The Olympic games have been around for a long time.  From the 8th century BC until the 4th century AD, the games were held every four years in Olympia in southern Greece.  By 648 BC, events included foot races, a pentathlon (foot race, long jump, discus and javelin throws and wrestling), boxing and chariot races.

The Romans were in control when Christ came, but the games were still going on.  The apostle Paul often drew analogies between these athletic events and important aspects of living the Christian life.

Self-Discipline.  In 1 Corinthians 9:24-27, Paul pointed out that athletes exercise self-control in all things because they are preparing for a race that will crown only one winner.  The Christian life is a race that is infinitely more consequential.  Our goal is to receive, not a perishable wreath, but an imperishable crown of life.  While it is true that we cannot earn eternal salvation through meritorious works, we can disqualify ourselves by living undisciplined lives (v. 27).

Following the Rules.  Paul wrote, “If anyone competes as an athlete, he does not win the prize unless he competes according to the rules” (2 Timothy 2:5).  Jesus put it this way: “Not everyone who says to Me, ‘Lord, Lord’ will enter the kingdom of heaven, but he who does the will of My Father who is in heaven will enter” (Matthew 7:21).  Anyone running the race as a Christian must be diligent to understand what the will of the Lord is (Ephesians 5:17), then live by His authority (Colossians 3:17).

Perseverance.  The writer of the book of Hebrews admonished us to “run with endurance the race that is set before us” (Hebrews 12:1).  The Christian race is not a 100 meter sprint, it is a long-distance race.  The only way we can persevere is, like any good distance runner, to “lay aside every encumbrance and the sin which so easily entangles us” (v. 1).

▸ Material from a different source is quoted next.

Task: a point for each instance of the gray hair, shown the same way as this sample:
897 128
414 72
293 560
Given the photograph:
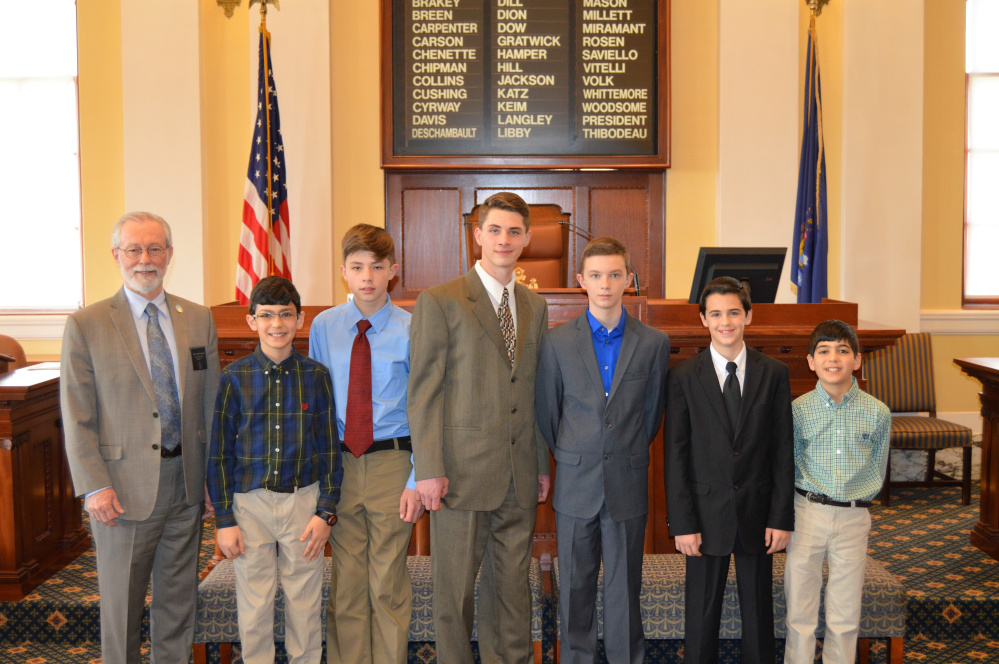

Keeping Our Eye on the Finish Line.  Verse two of Hebrews 12 emphasizes the importance of maintaining focus to enduring the challenges of the race.  “…fixing our eyes on Jesus, the author and perfecter of faith.”  Paul described this single-minded focus this way: “One thing I do: forgetting what lies behind and reaching forward to what lies ahead, I press on toward the goal for the prize of the upward call of God in Christ Jesus” (Philippians 3:13-14).

As Christians, we can learn a lot from dedicated athletes.  We must know the rules and God’s word is the only place they can be found.  With self-discipline, we must run faithfully for a lifetime by setting aside the sins that have plagued us in the past and stay focused on Jesus, the One who authored our faith and the One who can help us cross the finish line.